Ese segundo D’Annunzio, “defensor
de los más peligrosos ideales de patriotismo y gloria”, interesa especialmente
al historiador, porque su nacionalismo beligerante, su brillante utilización de
la publicidad y de los medios de comunicación de masas, su forma de “hacer
política”, tan influyente en el fascismo, fueron los que le convirtieron en un
nuevo tipo de figura pública. Por mucho que se destaquen sus escandalosos
amoríos o su talento literario, lo relevante es que tanta gente aceptara y
siguiera sus diatribas contra las autoridades corruptas y pacifistas y su
glorificación del militarismo.
Desde que estalló la Gran Guerra,
la sociedad italiana vivió un áspero debate y división sobre la intervención o
la neutralidad. Frente a socialistas y liberales, se formó una mezcla explosiva
de intervencionistas —revolucionarios, socialistas disidentes y nacionalistas
de extrema derecha— unidos por la creencia de que Italia, relegada a un segundo
plano por el sistema político internacional, tenía que reclamar un lugar en el
sol entre los grandes poderes. Eran todavía pocos, sin la fuerza suficiente
para alterar el sistema político liberal, pero la guerra iba a socavar ese
orden y les iba a abrir grandes oportunidades.
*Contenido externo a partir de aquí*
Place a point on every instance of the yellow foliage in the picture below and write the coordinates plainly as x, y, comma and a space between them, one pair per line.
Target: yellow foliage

Porque esa guerra resultó larga,
destructiva y, cuando acabó, el balance de víctimas para Italia era trágico:
más de medio millón de muertos y un millón de heridos, de los cuales, casi la
mitad, quedaron inválidos para siempre. El coste de vida en 1919 cuadriplicó el
de 1913 y la desmovilización y vuelta a casa de dos millones y medio de
soldados hicieron del trabajo un bien escaso. Las huelgas y ocupaciones se
extendieron por la agricultura y la industria, hubo un espectacular crecimiento
del socialismo y los patronos y terratenientes comenzaron a financiar grupos
armados para destruir la revolución.
D’Annunzio (derecha) con Benito
Mussolini / CORDON PRESS
Fue en ese escenario de guerra y
posguerra desastrosas en el que D’Annunzio se movió como un lucio —The Pike es
el título en inglés del libro de Hughes-Hallett—, un depredador que plasmó en su oratoria
guerrera la necesidad de purificar con la violencia esa sociedad decadente.
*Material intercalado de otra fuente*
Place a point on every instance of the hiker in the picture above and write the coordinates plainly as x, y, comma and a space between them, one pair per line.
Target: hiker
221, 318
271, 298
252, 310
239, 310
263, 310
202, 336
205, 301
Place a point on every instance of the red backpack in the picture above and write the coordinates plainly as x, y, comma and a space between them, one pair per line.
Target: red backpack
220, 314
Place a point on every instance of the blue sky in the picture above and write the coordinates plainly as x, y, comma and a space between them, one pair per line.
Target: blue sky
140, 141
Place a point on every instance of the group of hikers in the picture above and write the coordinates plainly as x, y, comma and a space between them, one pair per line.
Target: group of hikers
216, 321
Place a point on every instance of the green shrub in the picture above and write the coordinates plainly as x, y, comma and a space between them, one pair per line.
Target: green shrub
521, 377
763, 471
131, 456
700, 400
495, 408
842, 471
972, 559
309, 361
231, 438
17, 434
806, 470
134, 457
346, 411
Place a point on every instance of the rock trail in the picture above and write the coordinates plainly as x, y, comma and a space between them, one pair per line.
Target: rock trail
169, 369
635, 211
Combatió, se quedó ciego del ojo derecho cuando el fuego antiaéreo alcanzó el
avión en el que volaba, volvió al frente para mandar un escuadrón de
bombarderos y, cuando millones de europeos esperaban, cansados de tanta muerte,
el final de la guerra, declaró: “Ya huelo el tufo de la paz”.
Italia, como vencedora de la
guerra, recibió importantes ganancias a costa de su enemigo tradicional,
Austria, pero no obtuvo colonias en África, el sueño de muchos nacionalistas, y
todas las promesas sobre la costa dálmata, que D’Annunzio reclamaba para formar
la Gran Italia, se esfumaron. “Victoria nuestra, nadie podrá mutilarla”,
escribió el poeta para convertirlo en uno de sus lemas y continuar el
conflicto. Lo hizo en Fiume, una pequeña ciudad en el norte del Adriático
reclamada tras la guerra por Italia y Yugoslavia, que ocupó en septiembre de
1919 con un grupo de veteranos de guerra, desafiando al Parlamento, al Gobierno
y al orden internacional. Cuando tuvo que abandonarla por la fuerza, en enero
de 1921, se había convertido en el héroe de los italianos ansiosos por reparar
la ignominia de la “victoria mutilada” y destruir al Parlamento, “una horda
nauseabunda de tunantes e idiotas”.
D’Annunzio no fue un fascista, pero
“el fascismo sí era dannunziano”. Y aunque se retiró, tras la derrota en Fiume,
a los 57 años, a una casa en las colinas al lado del lago Garda, los 15 meses
pasados allí transformaron su popularidad en poder y culto a la personalidad.
Las camisas negras, el saludo romano, la glorificación de la virilidad, la
juventud y la patria eran elementos “ya presentes en Fiume tres años antes de
la marcha de Mussolini en Roma”.
Murió el 1 de marzo de 1938, cuando
el héroe nacional que le había sustituido cargaba sobre sus espaldas más de una
década de dictadura. D’Annunzio ya no vivió la Segunda Guerra Mundial, ni la
extrema brutalización de la política que condujo al Holocausto, una palabra que
él utilizaba a menudo, “un baño de sangre que permita eliminar la pestilencia”.
Pero esa historia de atrocidad moral debía mucho al poeta, seductor y
predicador de la guerra.
Julián Casanova es
catedrático de Historia Contemporánea en la Universidad de Zaragoza.